Table 2 gives the odds ratios for single variables, adjusted only for mother's age. Two variables associated with an increased risk of Down syndrome were having less than a high school education and being of Hispanic ethnicity. High gravidity and high parity were also risk factors for Down syndrome. Given that there were many nulliparous women who had undergone pregnancy termination, we chose gravidity rather than parity for the analysis after verifying that the proportions of prior pregnancy losses were the same for both cases and controls. Consumption of four or more cups of coffee per day was associated with a reduced risk of Down syndrome (odds ratio (OR) = 0.63; 95 percent confidence interval (CI): 0.41, 0.96). Mothers who consumed 1–3 cups of coffee per day had the same risk as those who did not consume any coffee. These two categories were then combined in all subsequent reported analyses. High levels of consumption of tea and soft drinks (not shown in table 2) had odds ratios less than 1.0 (for tea, OR = 0.85 (95 percent CI: 0.35, 2.10); for soft drinks, OR = 0.87 (95 percent CI: 0.57, 1.31)).

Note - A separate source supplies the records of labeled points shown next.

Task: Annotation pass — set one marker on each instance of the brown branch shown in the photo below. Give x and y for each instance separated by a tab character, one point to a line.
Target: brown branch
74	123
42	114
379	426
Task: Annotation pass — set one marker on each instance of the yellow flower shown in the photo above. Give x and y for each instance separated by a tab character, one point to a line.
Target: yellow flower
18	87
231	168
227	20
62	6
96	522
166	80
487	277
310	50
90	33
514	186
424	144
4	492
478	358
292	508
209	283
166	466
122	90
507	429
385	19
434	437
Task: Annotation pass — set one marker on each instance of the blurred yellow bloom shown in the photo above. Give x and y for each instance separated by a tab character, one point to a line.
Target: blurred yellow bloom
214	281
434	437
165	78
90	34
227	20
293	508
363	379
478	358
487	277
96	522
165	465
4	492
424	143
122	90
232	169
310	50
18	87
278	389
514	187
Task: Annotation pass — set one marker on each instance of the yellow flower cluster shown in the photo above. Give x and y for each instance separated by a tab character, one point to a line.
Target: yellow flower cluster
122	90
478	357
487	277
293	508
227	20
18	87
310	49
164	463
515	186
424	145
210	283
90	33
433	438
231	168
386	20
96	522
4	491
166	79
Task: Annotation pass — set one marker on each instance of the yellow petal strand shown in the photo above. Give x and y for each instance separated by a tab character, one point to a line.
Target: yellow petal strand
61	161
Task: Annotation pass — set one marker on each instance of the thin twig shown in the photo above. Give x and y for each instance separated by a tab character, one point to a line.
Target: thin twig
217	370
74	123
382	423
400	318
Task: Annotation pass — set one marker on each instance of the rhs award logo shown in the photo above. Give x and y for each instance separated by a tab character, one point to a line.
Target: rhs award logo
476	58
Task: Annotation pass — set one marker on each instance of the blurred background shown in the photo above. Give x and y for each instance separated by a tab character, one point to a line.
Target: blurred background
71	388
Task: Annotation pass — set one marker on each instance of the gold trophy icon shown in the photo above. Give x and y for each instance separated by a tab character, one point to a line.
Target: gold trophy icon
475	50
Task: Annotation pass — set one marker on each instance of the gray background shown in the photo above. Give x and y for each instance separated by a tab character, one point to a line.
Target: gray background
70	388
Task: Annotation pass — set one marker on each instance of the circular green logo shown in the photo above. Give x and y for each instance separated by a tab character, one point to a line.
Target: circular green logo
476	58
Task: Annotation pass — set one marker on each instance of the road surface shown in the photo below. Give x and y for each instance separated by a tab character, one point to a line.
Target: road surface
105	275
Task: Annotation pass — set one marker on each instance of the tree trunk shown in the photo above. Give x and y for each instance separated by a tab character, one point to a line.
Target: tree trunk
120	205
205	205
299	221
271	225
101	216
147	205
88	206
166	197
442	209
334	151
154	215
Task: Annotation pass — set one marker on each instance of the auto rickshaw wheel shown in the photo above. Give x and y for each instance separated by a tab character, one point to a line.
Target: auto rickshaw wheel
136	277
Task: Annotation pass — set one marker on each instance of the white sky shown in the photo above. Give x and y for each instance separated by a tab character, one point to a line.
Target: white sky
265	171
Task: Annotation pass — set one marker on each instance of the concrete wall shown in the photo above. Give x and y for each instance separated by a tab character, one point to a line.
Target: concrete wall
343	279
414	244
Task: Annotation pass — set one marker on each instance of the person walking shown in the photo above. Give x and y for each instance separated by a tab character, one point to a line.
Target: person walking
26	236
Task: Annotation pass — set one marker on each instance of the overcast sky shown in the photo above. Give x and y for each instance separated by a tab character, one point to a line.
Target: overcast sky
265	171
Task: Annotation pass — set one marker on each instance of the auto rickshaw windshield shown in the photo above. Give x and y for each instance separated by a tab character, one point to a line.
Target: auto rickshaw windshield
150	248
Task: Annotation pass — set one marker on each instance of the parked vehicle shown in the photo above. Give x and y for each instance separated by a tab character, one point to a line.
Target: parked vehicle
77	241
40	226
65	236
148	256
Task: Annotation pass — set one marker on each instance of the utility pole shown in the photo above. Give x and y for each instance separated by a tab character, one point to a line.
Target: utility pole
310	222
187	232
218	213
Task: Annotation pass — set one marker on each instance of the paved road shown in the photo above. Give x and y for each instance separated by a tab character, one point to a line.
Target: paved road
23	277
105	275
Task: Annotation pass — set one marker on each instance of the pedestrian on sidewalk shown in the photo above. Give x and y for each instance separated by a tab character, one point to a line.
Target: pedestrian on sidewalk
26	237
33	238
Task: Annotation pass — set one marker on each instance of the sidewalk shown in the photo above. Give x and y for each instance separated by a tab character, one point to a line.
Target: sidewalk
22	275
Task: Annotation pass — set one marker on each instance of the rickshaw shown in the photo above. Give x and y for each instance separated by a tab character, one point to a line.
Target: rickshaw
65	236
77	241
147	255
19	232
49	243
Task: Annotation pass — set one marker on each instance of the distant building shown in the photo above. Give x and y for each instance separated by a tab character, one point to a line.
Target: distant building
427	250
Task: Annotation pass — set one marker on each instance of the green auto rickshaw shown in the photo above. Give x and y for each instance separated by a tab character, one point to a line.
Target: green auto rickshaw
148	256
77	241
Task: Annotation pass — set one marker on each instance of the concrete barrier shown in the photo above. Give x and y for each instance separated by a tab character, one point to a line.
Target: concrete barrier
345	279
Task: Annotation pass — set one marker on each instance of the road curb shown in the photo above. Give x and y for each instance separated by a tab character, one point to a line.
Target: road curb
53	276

Although the risk of Down syndrome was similarly decreased for both categories of high daily consumption of coffee, the relation did not reach significance for mothers who drank seven or more cups per day, presumably because of small numbers. These two categories were merged in subsequent analyses. The odds ratios for caffeine consumption exhibited the same trend as those for coffee consumption; coffee consumption was then used in all subsequent analyses. Maternal smoking around the time of conception was not associated with the risk of having a recognized Down syndrome pregnancy. Consuming four or more alcoholic drinks per week during the first month of pregnancy was associated with a reduced risk for Down syndrome (OR = 0.54; 95 percent CI: 0.34, 0.85).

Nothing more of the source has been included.